The following is an excerpt from “Gracious," by Kelly Williams Brown

I’m afraid the Internet can be the very worst boyfriend. It lacks any sense of boundaries, tact, charm or discretion. It can be mean and never give it a second thought. You cannot teach it; it will not learn and if, someday, it doeschange, well, sadly, you will not be able to take credit.

It’s also astonishingly beautiful, something that instantly connects all of us to each other and the sum of human knowledge, experience, writing and art.

So it becomes up to you to call the shots — for your own behavior, for what you want, for what you will tolerate.

I’d suggest the following:

You are, in fact, completely and solely in charge of what you put into and take out of this great river of beauty and ugliness and humanity. You could spend nearly every waking hour on the Internet and have an incredible life, full of amazing people and support and communities you would not have found otherwise. You could spend every waking hour getting more and more upset as you look at the ugliest thoughts of people you will never meet, or tormenting yourself reading endless coverage of a terrible national tragedy that you, personally, cannot stop or control. You could spend hours crafting that perfectly devastating e-mail to your former friend, or you could write the next great American novel. It is up to you, and you alone.

Think of this as the “If you don’t have anything nice to say, it had better be worth it” principle. The Internet is a forum for human thought, and to say that you can never do anything but post the verbal equivalent of positive emojis is unfair and silencing. However, this is not an ephemeral conversation with your friend. The Internet is written in indelible ink. You may think you’ve erased something, but it is still out there, either encoded into the dark back end of some server or preserved via screenshot. Like butter or gossip, it cannot be unspread. Don’t ever hit SEND in anger because long after you’ve stopped caring, that message will still be out there, biding its time like a spider in the shower until it can emerge and try to lay its eggs in your ear (by this I mean, you never know when a bad joke or nasty comment might come back to haunt you with a whole lot more trouble than the precipitating incident was worth).

For whatever reason, we rarely apply the same level of scrutiny to Internet interactions that we do in real life. If someone wandered up to me and told me that I should be murdered, I would nod politely and grab the mace in my purse as I backed away. I would never take it personally. Likewise, I would never go sit in a KKK meeting and listen to what they had to say. So why lose sleep over every nasty comment made by anonymous strangers, and why engage with people you know are diametrically opposed to you, at least on this topic? Everyone can say whatever they want on the Internet, but to keep yourself sane and safe or from going crazy, you need to filter what you read.

Humans have been eating together for millennia, so we have pretty well-established practices. In contrast, we’ve been talking to each other on the Internet for about 15 years. If Internet communication were a human, it would be spending a lot of time slamming doors and telling their mom she sucks. But while Internet etiquette is constantly evolving, there are norms and you can pick up on them, if you pay quiet attention.
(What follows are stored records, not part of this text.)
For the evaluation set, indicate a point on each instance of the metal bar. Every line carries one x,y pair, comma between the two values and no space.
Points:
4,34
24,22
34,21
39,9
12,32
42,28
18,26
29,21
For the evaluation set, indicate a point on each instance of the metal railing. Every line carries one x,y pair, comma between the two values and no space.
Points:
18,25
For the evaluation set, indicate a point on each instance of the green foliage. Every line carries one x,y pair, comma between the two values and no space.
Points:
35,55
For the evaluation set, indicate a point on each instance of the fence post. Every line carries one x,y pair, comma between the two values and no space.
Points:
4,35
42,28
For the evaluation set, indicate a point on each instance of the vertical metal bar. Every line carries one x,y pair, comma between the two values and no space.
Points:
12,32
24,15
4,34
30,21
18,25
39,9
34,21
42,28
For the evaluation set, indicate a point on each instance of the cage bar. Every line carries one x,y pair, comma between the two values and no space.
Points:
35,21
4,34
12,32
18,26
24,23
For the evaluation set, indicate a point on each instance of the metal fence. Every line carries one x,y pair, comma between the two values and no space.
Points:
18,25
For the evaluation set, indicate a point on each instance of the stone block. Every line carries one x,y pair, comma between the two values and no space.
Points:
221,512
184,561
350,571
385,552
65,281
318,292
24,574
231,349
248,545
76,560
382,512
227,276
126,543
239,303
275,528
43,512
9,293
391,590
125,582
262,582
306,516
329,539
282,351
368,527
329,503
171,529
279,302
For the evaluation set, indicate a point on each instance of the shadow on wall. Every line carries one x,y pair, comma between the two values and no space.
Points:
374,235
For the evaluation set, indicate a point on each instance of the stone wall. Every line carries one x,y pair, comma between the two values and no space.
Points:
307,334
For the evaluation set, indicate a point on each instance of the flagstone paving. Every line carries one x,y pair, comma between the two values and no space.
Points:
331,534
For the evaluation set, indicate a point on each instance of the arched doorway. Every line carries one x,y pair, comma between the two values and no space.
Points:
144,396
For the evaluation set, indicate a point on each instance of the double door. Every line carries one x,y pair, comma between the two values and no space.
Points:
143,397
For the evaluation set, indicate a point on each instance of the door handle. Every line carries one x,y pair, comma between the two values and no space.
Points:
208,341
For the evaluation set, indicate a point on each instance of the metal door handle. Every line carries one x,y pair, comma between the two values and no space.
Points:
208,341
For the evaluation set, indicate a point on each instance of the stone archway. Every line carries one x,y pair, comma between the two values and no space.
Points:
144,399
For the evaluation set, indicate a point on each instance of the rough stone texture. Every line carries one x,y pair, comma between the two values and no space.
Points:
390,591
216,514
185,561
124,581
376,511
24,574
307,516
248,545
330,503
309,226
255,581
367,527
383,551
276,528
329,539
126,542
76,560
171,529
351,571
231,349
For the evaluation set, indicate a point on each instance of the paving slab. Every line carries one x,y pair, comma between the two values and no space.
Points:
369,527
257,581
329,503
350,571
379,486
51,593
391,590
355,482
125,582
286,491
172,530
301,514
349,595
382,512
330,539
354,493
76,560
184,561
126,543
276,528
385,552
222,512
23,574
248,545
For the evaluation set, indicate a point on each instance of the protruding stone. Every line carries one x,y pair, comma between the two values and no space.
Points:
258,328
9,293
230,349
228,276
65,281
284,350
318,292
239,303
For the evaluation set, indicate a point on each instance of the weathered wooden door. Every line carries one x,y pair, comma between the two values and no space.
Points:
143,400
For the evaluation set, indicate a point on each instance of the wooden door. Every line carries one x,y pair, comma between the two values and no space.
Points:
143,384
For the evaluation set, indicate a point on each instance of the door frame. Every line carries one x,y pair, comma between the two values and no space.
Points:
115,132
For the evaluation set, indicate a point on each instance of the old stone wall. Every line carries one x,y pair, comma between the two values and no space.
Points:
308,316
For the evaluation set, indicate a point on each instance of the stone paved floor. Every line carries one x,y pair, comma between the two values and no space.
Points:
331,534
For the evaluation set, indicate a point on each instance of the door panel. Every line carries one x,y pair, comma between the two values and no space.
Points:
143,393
You can be someone who exists almost entirely online or someone who avoids the entire damned thing. No matter how much you use it, always ensure that you are choosing how to use the time you have in life. Do not let it be chosen for you.

Principle by principle, we each can make our corner of the digital world a place we want to be; a place where we connect and learn and grow and explore and basically do everything that a very upper-crusty preschool would promise to parents.